The utility of chemosensor array (EN) signals of head-space volatiles of aerobically stored pork cutlets as a non-invasive technique for monitoring their microbiological load was studied by Horvath et al. [61] during storage at 4, 8 and 12 °C, respectively. The bacteriological quality of the meat samples was determined by standard total aerobic plate counts (TAPC) and colony count of selectively estimated Pseudomonas (PS) spp., the predominant aerobic spoilage bacteria. Statistical analysis of the electronic nose measurements were principal component analysis (PCA), and canonical discriminant analysis (CDA). Partial least squares (PLS) regression was used to model correlation between microbial loads and EN signal responses, the degree of bacteriological spoilage, independently of the temperature of the refrigerated storage. Sensor selection techniques were applied to reduce the dimensionality and more robust calibration models were computed by determining few individual sensors having the smallest cross correlations and highest correlations with the reference data. Correlations between the predicted and “real” values were given on cross-validated data from both data reduced models and for full calibrations using the 23 sensor elements. At the same time, sensorial quality of the raw cutlets was noted subjectively on faultiness of the odor and color, and drip formation of the samples. These preliminary studies indicated that the electronic nose technique has a potential to detect bacteriological spoilage earlier or at the same time as olfactory quality deterioration.
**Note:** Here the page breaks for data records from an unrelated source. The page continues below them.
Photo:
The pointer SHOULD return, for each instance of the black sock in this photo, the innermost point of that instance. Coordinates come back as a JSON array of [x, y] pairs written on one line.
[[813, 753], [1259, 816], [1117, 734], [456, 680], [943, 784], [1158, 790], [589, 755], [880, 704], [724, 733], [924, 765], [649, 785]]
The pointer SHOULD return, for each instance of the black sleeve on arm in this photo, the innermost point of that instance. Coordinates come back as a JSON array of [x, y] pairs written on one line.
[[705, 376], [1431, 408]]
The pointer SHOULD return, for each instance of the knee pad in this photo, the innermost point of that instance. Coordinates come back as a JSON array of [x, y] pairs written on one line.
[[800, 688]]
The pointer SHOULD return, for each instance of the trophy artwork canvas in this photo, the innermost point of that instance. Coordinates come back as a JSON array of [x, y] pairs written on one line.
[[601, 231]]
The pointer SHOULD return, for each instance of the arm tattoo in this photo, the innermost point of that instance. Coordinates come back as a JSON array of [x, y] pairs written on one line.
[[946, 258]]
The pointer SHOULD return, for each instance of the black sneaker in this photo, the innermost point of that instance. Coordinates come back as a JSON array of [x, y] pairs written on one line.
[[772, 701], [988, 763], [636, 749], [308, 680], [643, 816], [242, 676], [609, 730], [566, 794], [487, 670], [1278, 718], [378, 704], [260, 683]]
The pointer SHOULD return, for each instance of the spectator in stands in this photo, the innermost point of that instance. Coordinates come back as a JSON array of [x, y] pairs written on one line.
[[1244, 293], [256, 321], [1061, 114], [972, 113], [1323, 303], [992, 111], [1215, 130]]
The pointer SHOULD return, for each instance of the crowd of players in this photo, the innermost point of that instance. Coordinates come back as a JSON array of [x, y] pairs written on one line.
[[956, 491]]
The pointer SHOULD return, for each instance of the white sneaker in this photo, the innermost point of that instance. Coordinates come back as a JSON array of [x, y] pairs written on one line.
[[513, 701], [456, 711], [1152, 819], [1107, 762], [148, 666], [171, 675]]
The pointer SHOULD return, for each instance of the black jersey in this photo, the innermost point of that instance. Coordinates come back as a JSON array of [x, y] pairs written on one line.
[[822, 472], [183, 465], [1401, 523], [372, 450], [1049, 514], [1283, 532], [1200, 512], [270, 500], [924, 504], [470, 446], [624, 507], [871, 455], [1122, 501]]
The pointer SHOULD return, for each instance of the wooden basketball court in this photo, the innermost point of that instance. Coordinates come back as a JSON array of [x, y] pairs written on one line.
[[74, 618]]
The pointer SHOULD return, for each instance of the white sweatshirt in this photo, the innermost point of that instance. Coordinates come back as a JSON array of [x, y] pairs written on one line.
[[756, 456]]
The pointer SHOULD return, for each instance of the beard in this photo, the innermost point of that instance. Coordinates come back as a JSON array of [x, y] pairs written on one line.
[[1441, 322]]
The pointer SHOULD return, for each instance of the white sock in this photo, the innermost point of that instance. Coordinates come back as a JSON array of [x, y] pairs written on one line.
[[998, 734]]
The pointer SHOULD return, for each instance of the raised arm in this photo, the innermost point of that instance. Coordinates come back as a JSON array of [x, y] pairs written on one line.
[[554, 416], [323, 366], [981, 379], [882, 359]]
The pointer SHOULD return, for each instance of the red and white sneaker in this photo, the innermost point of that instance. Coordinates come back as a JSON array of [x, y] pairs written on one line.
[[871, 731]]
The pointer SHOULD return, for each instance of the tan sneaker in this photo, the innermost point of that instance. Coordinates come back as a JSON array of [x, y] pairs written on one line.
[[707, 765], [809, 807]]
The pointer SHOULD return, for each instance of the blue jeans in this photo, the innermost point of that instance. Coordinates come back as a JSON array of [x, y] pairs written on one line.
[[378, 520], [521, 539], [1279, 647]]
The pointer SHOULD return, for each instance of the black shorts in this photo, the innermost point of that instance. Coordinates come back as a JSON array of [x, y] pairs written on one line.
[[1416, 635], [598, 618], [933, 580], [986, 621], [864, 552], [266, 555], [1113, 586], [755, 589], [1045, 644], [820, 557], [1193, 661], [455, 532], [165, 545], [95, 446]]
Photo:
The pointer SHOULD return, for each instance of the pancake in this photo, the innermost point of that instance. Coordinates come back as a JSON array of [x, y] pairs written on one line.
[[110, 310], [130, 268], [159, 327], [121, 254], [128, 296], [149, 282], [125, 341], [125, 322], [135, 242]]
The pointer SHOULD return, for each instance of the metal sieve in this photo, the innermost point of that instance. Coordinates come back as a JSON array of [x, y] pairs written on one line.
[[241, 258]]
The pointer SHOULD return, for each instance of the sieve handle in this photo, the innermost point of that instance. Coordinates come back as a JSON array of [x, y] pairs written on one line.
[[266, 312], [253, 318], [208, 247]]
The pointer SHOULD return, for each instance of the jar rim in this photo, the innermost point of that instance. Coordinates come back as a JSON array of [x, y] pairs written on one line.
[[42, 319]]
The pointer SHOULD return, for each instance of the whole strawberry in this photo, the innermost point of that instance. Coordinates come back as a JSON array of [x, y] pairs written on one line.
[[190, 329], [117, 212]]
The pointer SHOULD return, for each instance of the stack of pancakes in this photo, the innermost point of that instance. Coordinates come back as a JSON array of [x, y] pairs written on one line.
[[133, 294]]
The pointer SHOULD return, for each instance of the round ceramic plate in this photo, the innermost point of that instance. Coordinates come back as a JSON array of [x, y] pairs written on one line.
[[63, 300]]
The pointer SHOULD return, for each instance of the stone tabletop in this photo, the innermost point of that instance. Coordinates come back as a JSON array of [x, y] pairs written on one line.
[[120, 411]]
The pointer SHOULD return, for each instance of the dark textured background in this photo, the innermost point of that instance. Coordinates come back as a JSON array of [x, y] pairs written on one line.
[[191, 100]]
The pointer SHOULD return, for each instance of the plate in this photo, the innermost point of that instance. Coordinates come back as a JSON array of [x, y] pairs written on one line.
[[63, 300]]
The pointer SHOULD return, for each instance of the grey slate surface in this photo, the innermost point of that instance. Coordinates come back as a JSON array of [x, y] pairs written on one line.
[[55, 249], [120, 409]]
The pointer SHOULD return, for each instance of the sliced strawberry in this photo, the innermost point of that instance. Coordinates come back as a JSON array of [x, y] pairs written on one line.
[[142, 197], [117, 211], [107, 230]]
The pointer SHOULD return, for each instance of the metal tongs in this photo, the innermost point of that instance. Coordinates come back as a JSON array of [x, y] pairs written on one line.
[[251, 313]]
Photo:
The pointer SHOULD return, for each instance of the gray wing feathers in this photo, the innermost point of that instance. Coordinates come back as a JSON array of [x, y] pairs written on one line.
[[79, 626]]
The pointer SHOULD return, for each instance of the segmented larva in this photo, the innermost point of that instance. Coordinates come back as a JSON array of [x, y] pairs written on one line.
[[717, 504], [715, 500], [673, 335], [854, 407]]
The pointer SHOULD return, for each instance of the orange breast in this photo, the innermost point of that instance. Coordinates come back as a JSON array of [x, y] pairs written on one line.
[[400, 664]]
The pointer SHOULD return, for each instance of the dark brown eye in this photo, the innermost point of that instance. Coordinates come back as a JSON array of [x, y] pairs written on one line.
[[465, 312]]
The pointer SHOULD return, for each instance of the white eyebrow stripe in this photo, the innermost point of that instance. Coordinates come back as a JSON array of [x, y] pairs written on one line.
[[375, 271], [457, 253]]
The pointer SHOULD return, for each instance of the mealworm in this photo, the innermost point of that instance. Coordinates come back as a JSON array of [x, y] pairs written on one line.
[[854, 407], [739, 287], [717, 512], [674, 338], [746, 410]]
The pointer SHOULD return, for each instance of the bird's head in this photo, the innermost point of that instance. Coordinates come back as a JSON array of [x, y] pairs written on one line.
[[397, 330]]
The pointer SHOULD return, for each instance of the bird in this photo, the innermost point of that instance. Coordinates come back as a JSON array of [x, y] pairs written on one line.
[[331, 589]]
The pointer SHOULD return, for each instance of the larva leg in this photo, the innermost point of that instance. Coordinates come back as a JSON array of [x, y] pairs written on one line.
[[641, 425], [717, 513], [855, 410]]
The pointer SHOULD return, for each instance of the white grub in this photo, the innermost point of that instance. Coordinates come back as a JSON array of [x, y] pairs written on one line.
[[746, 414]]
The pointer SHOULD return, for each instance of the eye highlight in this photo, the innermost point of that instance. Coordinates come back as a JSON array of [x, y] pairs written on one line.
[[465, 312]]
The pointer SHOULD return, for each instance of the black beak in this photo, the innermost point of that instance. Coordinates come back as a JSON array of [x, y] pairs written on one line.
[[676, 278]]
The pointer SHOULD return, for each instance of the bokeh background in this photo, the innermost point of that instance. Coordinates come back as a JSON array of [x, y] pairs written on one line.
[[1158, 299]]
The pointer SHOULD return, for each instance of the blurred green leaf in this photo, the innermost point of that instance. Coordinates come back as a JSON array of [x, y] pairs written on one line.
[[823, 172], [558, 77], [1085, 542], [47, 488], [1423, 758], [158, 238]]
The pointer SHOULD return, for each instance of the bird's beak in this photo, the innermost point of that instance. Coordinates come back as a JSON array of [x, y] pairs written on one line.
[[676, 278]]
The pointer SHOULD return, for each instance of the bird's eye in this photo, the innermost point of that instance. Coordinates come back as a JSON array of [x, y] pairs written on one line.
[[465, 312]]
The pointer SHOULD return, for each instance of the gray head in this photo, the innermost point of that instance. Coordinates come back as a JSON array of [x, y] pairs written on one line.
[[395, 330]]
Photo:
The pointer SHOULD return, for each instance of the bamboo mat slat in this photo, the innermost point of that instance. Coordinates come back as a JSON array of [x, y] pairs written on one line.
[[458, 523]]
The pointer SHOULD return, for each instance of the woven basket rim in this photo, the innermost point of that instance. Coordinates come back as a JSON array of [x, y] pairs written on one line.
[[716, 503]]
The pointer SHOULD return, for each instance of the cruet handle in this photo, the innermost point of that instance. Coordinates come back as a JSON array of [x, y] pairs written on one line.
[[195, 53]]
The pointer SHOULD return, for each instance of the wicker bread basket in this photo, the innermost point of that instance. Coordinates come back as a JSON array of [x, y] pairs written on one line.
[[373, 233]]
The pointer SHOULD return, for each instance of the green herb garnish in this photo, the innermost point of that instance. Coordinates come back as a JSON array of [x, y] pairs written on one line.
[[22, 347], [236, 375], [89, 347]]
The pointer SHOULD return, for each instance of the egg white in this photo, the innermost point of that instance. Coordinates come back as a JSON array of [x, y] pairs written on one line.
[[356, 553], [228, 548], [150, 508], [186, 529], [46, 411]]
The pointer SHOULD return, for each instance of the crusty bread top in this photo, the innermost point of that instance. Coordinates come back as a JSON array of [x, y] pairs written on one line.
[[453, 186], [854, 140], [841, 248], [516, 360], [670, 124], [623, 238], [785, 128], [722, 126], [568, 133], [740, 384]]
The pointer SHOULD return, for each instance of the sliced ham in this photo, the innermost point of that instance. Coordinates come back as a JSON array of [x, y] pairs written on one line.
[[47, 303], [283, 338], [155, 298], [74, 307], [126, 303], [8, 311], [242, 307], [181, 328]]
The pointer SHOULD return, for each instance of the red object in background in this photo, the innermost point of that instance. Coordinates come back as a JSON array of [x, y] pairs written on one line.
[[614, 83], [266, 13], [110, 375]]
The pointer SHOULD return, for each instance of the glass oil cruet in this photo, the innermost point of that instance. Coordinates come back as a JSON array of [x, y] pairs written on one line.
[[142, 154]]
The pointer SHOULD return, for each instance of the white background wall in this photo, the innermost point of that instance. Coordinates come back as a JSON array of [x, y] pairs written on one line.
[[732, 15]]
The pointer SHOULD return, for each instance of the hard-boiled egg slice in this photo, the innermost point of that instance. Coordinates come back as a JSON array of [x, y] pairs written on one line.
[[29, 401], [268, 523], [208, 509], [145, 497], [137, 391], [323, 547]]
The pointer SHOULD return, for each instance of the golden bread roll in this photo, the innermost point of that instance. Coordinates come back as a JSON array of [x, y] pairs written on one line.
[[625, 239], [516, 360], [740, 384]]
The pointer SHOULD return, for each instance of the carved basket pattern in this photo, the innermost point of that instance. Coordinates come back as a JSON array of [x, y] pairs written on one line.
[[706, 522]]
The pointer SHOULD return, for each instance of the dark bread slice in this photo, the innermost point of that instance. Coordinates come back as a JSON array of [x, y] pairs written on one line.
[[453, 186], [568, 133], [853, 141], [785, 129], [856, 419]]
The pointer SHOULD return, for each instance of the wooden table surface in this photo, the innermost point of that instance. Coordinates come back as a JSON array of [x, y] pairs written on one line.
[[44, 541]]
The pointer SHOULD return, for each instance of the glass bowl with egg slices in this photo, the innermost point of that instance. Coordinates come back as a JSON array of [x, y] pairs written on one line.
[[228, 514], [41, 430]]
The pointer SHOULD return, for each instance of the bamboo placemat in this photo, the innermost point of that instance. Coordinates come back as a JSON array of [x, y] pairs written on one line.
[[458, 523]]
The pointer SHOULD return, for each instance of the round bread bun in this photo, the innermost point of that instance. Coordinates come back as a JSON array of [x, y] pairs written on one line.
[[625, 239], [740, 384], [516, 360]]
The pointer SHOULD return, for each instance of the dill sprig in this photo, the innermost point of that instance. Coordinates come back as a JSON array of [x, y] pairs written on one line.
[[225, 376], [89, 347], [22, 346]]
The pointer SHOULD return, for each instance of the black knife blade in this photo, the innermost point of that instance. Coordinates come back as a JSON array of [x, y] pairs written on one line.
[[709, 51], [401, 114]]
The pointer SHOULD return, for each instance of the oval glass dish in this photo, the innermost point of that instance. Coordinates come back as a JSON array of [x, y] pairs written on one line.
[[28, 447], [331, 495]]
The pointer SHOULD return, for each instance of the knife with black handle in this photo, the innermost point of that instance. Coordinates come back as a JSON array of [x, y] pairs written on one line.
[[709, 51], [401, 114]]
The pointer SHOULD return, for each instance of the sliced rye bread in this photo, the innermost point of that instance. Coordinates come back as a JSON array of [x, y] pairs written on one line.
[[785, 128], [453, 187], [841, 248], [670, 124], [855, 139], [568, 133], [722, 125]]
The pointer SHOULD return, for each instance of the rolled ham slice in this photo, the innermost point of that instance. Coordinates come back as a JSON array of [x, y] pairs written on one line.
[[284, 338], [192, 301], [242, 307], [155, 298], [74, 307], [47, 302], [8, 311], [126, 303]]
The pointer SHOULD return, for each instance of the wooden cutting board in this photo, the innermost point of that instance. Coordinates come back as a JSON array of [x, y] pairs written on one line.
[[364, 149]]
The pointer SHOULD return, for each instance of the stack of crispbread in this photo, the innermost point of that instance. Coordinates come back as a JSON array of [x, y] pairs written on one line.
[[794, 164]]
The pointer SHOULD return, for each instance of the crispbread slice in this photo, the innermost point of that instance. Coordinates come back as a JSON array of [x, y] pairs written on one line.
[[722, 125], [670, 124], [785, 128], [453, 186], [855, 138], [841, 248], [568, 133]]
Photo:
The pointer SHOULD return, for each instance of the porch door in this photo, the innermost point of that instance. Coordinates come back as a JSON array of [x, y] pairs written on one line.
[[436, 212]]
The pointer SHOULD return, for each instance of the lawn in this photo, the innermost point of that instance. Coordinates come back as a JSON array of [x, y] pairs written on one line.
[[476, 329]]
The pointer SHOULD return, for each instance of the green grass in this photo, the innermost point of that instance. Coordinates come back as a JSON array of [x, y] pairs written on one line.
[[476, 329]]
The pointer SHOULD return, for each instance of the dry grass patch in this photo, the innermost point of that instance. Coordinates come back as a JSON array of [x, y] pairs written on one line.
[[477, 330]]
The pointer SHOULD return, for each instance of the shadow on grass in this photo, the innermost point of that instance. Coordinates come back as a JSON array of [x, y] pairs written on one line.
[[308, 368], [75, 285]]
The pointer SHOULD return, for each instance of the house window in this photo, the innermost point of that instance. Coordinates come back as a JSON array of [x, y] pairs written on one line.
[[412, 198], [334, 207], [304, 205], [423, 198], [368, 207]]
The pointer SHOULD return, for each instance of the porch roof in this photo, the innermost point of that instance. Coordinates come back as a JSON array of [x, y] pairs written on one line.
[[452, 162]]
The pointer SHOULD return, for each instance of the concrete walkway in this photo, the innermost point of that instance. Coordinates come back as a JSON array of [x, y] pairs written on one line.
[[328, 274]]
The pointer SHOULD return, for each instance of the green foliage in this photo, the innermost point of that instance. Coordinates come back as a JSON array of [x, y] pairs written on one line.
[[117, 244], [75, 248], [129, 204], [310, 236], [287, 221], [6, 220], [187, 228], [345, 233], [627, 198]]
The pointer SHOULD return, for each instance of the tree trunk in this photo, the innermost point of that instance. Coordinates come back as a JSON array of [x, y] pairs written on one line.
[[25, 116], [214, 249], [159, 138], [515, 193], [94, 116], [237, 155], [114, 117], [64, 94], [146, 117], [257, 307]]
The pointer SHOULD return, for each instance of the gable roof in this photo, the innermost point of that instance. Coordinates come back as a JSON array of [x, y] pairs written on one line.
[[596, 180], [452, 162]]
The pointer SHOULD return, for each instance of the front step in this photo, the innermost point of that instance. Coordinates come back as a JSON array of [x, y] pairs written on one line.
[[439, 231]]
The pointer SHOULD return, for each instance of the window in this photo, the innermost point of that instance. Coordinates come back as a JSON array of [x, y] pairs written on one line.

By Tikk et al. [62], a sensory analysis of meatballs was carried out to monitor the warmed-over flavor (WOF) development in cooked, cold-stored (at 4 °C for 0, 2 and 4 days) and reheated meatballs derived from M. longissimus dorsi (LD) and M. semimembranosus (SM) of pigs fed a standard diet supplemented with either 3% of rapeseed oil or 3% of palm oil. This was performed in combination with measurement of volatile compounds using a solid-state-based gas sensor array system (electronic nose) and gas chromatography/mass spectrometry together with measurement of thiobarbitoric acid reactive substances (TBARS). Subsequently, to elucidate the relations and predictability between the obtained data, the gas sensor responses were correlated with chemical (volatile and non-volatile secondary lipid oxidation products) and sensory data (flavor and odor attributes), using partial least squares regression modeling (PLSR). The TBARS, hexanal, pentanal, pentanol and nonanal all correlated to the sensory attributes associated to WOF formation. Moreover, the responses from eight of the MOS (metal oxide semiconductor) sensors within the electronic nose proved to be significantly related to WOF characteristics detected by both sensory and chemical analysis, while six of the MOSFET (metal oxide semiconductor field effect transistor) sensors were related to freshly cooked meat attributes determined by sensory analysis. The obtained results show the potential of the present gas sensor technology to monitor WOF formation in pork.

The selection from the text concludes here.